Tuesday, June 16, 2015

History Repeats Itself







I cannot believe this is happening again.



For the past several weeks, I have been really dedicated to a healthy lifestyle. I had given up some of my favorite beverages – (COFFEE) along with some of my favorite snacks. I eliminated all processed foods, dairy, unnatural sugar, caffeine, and gluten. It was really hard at first, but I was finally starting to feel like I was out of the ‘fog’ that had been holding me under for so long. I had been longing to get my life back on track for a while now, and with being out of work, it was the perfect opportunity to work on me.

Let’s just get to the punchline!

Monday morning when I woke up, I had a strong desire to take a pregnancy test. I had one lonely test sitting in the medicine cabinet, so I pulled her out. To be honest, I was really unsure what I was doing, because there was no way that I could be pregnant. And – I really had my heart set on working on myself before pursuing any further treatments, so I hadn’t been seeing the doctor. Anyways, I did my business and watched for the lines to appear. To my surprise, two lines showed up. I yelled out to Matt – I need to go get blood work done ASAP! (Only an infertile would say this, instead of – I’m pregnant, first!!!J)
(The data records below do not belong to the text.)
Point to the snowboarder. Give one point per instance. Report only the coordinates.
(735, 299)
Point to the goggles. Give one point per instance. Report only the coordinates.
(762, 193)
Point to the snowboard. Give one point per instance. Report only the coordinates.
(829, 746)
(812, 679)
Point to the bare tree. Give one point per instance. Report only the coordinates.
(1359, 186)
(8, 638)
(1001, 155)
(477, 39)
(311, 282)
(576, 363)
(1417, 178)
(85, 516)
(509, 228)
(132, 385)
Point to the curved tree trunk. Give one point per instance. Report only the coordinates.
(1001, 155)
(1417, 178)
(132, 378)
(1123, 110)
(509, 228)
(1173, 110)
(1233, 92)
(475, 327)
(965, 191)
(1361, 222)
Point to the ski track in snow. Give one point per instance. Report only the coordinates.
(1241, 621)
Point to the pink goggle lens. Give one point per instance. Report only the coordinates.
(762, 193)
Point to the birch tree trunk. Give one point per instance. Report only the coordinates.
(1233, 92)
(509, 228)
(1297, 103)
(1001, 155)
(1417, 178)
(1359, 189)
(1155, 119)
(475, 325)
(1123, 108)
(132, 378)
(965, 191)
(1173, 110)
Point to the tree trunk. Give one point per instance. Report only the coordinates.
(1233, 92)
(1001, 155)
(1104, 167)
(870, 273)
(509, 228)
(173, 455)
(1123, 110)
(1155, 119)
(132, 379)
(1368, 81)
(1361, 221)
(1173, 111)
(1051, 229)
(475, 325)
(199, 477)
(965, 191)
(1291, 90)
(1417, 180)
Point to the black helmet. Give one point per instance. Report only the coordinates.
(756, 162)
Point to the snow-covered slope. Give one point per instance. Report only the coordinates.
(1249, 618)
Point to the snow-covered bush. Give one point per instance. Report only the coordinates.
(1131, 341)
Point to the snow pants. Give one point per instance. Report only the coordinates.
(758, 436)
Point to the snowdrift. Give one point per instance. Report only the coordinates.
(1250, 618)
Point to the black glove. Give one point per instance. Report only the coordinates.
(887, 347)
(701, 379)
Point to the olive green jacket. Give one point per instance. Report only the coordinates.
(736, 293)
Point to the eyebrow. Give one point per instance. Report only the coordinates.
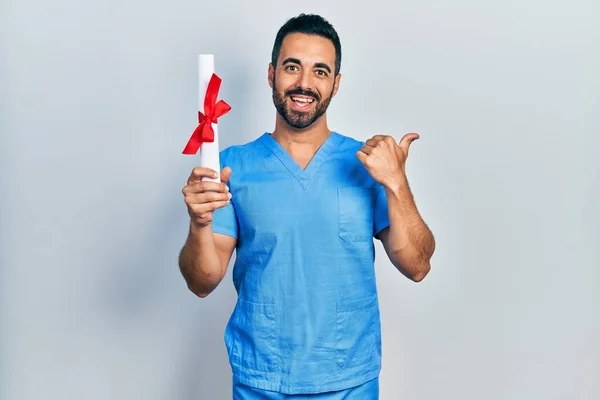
(296, 61)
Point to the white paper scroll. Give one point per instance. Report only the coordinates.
(209, 152)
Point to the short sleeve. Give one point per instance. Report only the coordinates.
(381, 219)
(225, 218)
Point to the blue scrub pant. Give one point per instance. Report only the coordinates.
(366, 391)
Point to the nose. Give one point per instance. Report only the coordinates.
(305, 81)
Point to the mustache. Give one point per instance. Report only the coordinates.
(302, 92)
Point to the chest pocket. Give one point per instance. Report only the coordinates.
(355, 213)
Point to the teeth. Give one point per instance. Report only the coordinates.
(302, 100)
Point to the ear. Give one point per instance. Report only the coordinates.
(271, 75)
(336, 84)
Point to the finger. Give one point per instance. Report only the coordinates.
(366, 149)
(373, 142)
(206, 197)
(204, 186)
(225, 174)
(201, 172)
(407, 139)
(362, 157)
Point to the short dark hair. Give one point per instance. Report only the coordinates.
(310, 24)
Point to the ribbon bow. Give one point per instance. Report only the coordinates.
(204, 132)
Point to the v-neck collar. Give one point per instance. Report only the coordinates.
(302, 175)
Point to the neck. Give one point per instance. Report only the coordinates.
(313, 136)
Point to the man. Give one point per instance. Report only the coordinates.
(301, 206)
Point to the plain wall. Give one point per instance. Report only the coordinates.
(98, 98)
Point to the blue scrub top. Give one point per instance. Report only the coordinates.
(307, 316)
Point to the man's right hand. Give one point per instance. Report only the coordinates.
(203, 197)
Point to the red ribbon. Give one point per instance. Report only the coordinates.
(204, 132)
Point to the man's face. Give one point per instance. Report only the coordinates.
(303, 80)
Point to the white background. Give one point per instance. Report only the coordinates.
(97, 101)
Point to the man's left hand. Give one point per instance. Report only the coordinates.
(385, 159)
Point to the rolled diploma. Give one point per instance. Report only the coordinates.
(209, 152)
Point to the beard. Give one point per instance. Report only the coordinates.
(300, 119)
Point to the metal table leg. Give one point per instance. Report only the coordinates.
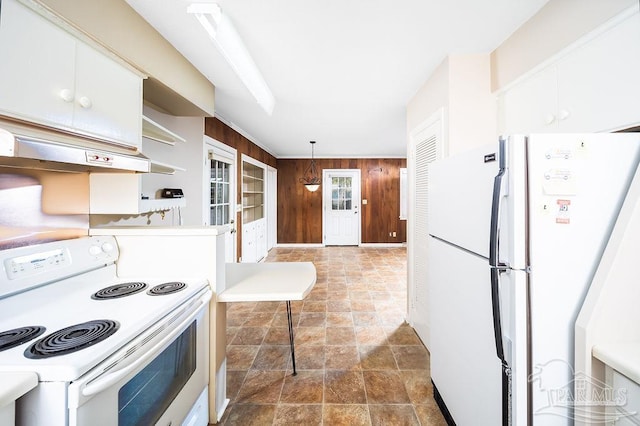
(290, 320)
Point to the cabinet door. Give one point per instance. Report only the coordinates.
(598, 83)
(37, 76)
(249, 250)
(531, 106)
(261, 239)
(108, 98)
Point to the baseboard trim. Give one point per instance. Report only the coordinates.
(299, 245)
(443, 407)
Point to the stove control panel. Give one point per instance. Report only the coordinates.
(28, 267)
(36, 263)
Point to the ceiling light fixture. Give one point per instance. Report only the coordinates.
(310, 179)
(230, 45)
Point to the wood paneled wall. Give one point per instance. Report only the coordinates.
(300, 211)
(225, 134)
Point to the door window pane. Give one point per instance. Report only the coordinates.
(341, 193)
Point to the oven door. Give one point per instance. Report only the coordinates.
(155, 379)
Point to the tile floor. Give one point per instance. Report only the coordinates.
(358, 362)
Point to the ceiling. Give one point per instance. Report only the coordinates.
(341, 71)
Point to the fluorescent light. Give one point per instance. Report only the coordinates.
(228, 42)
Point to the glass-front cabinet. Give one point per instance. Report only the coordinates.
(252, 192)
(254, 240)
(220, 207)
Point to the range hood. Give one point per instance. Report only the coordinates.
(39, 148)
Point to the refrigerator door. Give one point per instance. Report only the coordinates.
(460, 189)
(464, 366)
(577, 184)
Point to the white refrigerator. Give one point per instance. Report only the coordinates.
(517, 229)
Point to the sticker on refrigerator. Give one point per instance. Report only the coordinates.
(563, 215)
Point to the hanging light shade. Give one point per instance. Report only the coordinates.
(310, 179)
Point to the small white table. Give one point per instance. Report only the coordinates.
(270, 282)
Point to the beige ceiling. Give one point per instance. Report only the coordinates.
(341, 71)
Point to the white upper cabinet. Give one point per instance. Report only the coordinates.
(590, 88)
(59, 81)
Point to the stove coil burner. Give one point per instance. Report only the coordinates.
(166, 288)
(118, 290)
(71, 339)
(12, 338)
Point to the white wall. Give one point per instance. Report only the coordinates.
(461, 85)
(558, 24)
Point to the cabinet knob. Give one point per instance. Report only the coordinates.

The following day (6/10), we ran over to Dr. N’s office for a quick blood draw. As always, the phlebotomist and office staff were extremely upbeat and friendly. I had such high hopes for this blood draw.

That afternoon I received a phone call to confirm that my HCG was at a 38, and I indeed was pregnant. At the time, I was very early so the low number didn’t faze us much. I was then instructed to go the Saint Francis lab Friday afternoon (6/12) for the next blood draw, as Dr. N’s lab would be closed that day. I did as I was told, and arrived in the St. Francis lab, Friday afternoon. A very cute waddling lady, who was clearly pregnant came to get me from the waiting area. She asked me a few questions, so I asked her one back…..Can I rub your belly for GOOD LUCK?! She said YES. Those results came back at a 51. It should have at least been 76 at the time.

History was repeating itself for the 4th time. I have been pregnant before, but by the second test my numbers have never doubled, and then they completely drop. (Do you even call that pregnant? At this point, I’m conflicted.)

Yesterday (6/15), I went in for my final blood draw. I was not overly optimistic, but I also wasn’t totally ruling out the idea of the situation turning around by the grace of God. I was told by the phlebotomist that they would rush the results and call me that afternoon. Afternoon came and went, and no phone call was received.

This morning around 9am, I still had not heard from anyone at the office. I called and left a message for the nurse to call me back ASAP with the test results. (Like always, you have to call them in order to get your lab results, they don’t just call their patients when they receive them…)

Just a few minutes later I received a phone call…

“Hi Chelsea, Congratulations! Your quant came back at 28! You’re pregnant! Did you know that?”

I had to tell her this was actually my 3rd 'quant' and it had actually declined. Man, did she put me on a LONG hold after that. I think she decided she better look at my chart before saying something else uneducated. I may or may not have cried in her ear for a while, after she told me my progesterone was basically nonexistent at the time of the blood draws. Why didn’t they ever tell me this information from the get-go?

And the story continues…

Matt got really upset and made a phone call back to them demanding answers.
You see, as you read before, this is the fourth time this has happened to us. Every time, it’s been the exact same situation – with or without fertility drugs.

Finally, a well-educated nurse called us back with more information. She suggested that we have another “SA” done for Matt, and go from there. If the results show poor morphology then we will have a DNA frag done with the embroyologist in STL. She answered all of the questions we had and got me back on track.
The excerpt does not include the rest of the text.